Gone are the Friday night take-aways, the mid-week noodle bar meals and the gratuitous bottles of wine. So far (touch wood), we’ve managed to escape the worst effects of the credit crunch, apart from the stress associated with the uncertain future of working in the cash-strapped media. Now, suddenly and unexpectedly, we had £20 each to last the week. In boom time, we can spend that on newspapers alone (at least someone does).
Yet, despite my melodramatic anguish and yelps about stale bread and Tesco’s Value spread, I couldn’t quite bring myself to cancel the low-key dinner party I had planned. This was no grandiose affair – nowhere in sight was a folded napkin or an amuse-bouche. It was relaxed bonhomie – two close friends, crucially, both bearing wine and chocolate. It was practically an investment.

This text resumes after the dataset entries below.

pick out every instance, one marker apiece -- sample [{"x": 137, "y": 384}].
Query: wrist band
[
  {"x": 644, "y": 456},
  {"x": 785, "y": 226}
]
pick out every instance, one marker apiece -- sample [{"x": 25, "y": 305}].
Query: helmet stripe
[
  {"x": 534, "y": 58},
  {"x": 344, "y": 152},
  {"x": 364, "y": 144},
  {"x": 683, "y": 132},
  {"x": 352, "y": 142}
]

When I moved to the gentle cathedral city of Exeter, I was amazed to discover there was a “wrong” side of the river, regarded with disdain by those who live within sight of the university. I live quite happily in such an area, in St Thomas, and it was not for the first time that the honest traders of Cowick Street came to my rescue.

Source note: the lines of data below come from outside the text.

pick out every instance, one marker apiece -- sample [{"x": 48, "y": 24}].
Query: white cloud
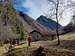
[{"x": 37, "y": 7}]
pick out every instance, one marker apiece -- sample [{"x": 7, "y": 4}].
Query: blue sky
[{"x": 35, "y": 8}]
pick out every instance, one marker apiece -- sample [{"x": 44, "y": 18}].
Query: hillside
[{"x": 10, "y": 26}]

A trip to Courtenays butchers, which makes its own faggots and displays plump strings of hogs pudding dangling in the window, renewed my faith that we could dine like Vikings, if not kings. Though not averse to experimenting with the ox hearts and slabs of tongue they practically give away, I decided to play it on the safe side of frugal. I was tempted by lamb’s neck with ideas of a curry, but a marbled slab of locally produced pork belly won the battle of the cheapest cuts, totalling at £4 for a generous portion for four.
Among the giant vats of sunflower seed and flour at the Weigh and Save, they sell prunes by the scoopful, allowing shoppers to carefully measure out the exact quantity needed for a recipe – a much cheaper option than buying a large bag. The store sells a curious mix of food stuffs, from cheap and cheerful boxes of broken biscuits to obscure and trendy health foods like goji berries, with a corner dedicated to oriental cuisine, displaying an array of sauces, rice paper, and sheets of seaweed. In a chaotic jumble of spices, I unearthed the usually elusive ingredient of dried juniper berries, for a bargain price of 49p.
Throw in some wholesome Westcountry potatoes and greens from Stokes and the Co-Op’s own brand Strong Dry Cider (acceptable for cooking purposes, even if most of it didn’t quite make it to the casserole dish), add a bit of Delia jiggery pokery, and hey presto – a warming hot pot, topped with a satisfyingly neat and crisp layer of sliced King Edwards. http://www.deliaonline.com/recipes/cuisine/european/french/braised-pork-with-prunes.html.
It made a meal for four for less than £15, including the gooey lemony meringue dessert, largely created from the store cupboard. Admittedly, this was a good proportion of our weekly budget, but we were prepared to live on baked spuds and pasta for one night of relative luxury. And in our undeniably middle-class version of being on the breadline – the foccacia line, perhaps – we now have dinner party favours to call in during our hour of need. As I said, practically an investment.